Image: Hannah Fry at the Data of Tomorrow Conference 2017 (CC2.0 Sebastiaan ter Burg)
Dr Jo Foster and Dr Hannah Fry have stepped down from their roles following disagreement over the sponsorship of a new gallery by energy company Adani Green Energy.
Science Museum Group board members Dr Jo Foster and Dr Hannah Fry have resigned from their posts following a disagreement over sponsorship from energy company Adani Green Energy.
Dame Mary Archer, Chair of the Science Museum Group Board of Trustees confirmed the news in a post this weekend.
Archer said the resignations follow views expressed during the Science Museum Group’s recent board discussions on accepting sponsorship from Adani Green Energy, an arm of the energy giant Adani.
Dr Jo Foster is the Director of the nationwide charity Institute for Research in Schools.
Dr Hannah Fry is an Associate Professor in the Mathematics of Cities at the Centre for Advanced Spatial Analysis at UCL, and works as presenter on the BBC’s science programming.
Writing in The Times, Dr Fry explained her decision.
“The museum is filled with smart, honourable, conscientious people who care very deeply about the climate crisis,” she wrote, but added that in her view the Science Museum’s stance on collaboration with energy companies is not productive to climate change.
I do not support the recent agreement with Adani and I think the museum needs to proactively engage with the reasonable concerns opposing their stance on fossil fuel sponsorship so it can retain its vital position as a leader in the national conversation on the climate crisis.
— Hannah Fry (@FryRsquared) October 30, 2021
Dr Fry wrote that she hopes the museum will reflect on the criticisms it has received and reconsider its position, claiming that the museum group had reacted “defiantly” amid “reasonable voices” calling for change.
Most recently these voices have included a protest at the Science Museum over its continued fossil fuel sponsorship by student activist group UKSCN London.
https://museumsandheritage.com/news/youth-climate-activists-demonstrate-at-science-museum-for-second-time/
Earlier this year Chris Rapley CBE also resigned from the Science Museum’s Advisory Board over the issue of fossil fuel sponsorship.
https://museumsandheritage.com/news/science-museum-advisory-board-member-resigns-oil-sponsorship/
“The Science Museum should serve as a leader in the national conversation and provide a platform for scientific inspiration on climate matters, but I don’t see that it can do so while it fails to speak out openly on these issues,” Dr Fry wrote.

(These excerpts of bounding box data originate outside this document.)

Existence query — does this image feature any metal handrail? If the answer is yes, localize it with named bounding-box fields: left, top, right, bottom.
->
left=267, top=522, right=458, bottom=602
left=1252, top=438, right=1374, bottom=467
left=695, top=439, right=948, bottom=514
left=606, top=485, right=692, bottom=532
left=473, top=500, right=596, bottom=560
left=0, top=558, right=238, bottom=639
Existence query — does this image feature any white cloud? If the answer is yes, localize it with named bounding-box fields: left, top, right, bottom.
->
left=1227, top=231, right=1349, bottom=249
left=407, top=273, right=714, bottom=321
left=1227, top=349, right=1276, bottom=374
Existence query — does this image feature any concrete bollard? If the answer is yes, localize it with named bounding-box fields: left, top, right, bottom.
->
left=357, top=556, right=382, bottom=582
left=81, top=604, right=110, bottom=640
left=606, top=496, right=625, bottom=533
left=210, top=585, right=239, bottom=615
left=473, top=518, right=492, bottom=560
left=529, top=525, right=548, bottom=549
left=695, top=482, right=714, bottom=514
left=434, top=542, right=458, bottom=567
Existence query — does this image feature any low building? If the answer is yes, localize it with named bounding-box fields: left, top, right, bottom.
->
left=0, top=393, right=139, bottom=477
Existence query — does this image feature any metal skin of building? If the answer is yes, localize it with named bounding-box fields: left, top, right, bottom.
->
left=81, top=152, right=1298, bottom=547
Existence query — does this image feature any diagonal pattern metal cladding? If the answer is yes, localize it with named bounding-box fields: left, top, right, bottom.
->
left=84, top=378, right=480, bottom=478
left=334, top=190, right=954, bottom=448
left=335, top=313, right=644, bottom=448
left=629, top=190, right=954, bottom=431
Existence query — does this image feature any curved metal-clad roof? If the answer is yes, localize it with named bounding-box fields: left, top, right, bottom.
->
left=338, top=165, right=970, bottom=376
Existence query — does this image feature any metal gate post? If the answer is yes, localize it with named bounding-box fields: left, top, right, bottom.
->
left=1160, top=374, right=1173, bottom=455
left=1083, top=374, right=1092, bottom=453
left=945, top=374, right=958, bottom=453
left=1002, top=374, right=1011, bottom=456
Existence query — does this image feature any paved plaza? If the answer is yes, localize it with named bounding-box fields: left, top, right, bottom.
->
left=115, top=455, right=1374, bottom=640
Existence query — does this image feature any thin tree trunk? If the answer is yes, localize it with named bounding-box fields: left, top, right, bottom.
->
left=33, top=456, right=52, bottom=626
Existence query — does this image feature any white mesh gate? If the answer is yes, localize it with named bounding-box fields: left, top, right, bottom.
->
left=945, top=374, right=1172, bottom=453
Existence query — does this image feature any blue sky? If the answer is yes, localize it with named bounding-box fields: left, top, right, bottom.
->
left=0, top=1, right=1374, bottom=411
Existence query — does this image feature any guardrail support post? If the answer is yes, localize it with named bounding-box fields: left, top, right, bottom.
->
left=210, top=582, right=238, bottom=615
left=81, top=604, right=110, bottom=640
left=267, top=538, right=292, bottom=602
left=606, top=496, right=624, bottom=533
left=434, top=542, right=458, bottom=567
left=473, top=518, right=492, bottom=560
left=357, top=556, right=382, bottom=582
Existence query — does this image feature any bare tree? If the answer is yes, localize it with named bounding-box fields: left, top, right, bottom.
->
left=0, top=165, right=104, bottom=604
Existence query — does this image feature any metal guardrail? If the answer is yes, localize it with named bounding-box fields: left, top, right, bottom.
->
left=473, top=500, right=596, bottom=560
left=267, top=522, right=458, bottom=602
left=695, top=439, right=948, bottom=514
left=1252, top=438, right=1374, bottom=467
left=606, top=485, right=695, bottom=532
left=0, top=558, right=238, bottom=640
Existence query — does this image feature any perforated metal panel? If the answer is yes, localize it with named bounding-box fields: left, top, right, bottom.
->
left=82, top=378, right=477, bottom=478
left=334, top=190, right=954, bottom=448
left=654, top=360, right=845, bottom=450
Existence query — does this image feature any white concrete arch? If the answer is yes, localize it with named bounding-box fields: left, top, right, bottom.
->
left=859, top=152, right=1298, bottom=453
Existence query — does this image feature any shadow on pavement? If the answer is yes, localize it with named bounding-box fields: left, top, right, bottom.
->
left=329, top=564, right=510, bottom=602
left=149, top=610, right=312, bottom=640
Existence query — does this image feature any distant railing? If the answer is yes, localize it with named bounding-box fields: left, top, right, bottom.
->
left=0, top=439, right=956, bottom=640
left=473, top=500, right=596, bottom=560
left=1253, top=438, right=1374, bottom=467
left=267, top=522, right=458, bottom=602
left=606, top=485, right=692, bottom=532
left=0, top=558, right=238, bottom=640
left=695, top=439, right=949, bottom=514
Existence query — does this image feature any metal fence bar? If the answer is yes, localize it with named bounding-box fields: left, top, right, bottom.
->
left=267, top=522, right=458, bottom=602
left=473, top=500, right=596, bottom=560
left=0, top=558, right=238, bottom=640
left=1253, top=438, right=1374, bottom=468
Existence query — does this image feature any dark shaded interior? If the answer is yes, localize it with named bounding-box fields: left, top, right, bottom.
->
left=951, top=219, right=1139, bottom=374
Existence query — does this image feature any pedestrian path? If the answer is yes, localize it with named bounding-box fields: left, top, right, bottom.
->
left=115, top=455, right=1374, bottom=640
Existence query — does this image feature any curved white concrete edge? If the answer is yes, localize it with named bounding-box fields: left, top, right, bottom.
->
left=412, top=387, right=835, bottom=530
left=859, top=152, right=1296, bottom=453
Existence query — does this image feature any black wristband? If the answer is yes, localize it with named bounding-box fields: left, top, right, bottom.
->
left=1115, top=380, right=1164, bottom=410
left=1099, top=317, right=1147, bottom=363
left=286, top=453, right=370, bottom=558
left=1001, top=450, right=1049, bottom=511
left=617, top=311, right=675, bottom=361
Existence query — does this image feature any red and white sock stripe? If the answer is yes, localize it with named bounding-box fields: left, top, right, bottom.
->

“I understand why they have taken that stance, but I cannot go along with it.”
Dame Mary Archer wrote in the resignation announcement: “It would be counter-productive to rule out engaging with the entire sector; sponsorship decisions are made on individual companies, but with so much at stake there will continue to be robust internal discussion about where to draw the line.”
“we need to work harder to engage everyone, including those who disagree with our position, on this vital topic.”
Archer continued: the “museum group has an important role to play in bringing the science of climate change to life and exploring how science and innovation, which has created the problem, can also provide solutions that, alongside the rapid shift away from fossil fuels, are a genuine cause for hope.
Archer argued that “the enormous expertise and wealth tied up in those energy companies” requires them to “play a much bigger role in urgent change to prevent a climate catastrophe.”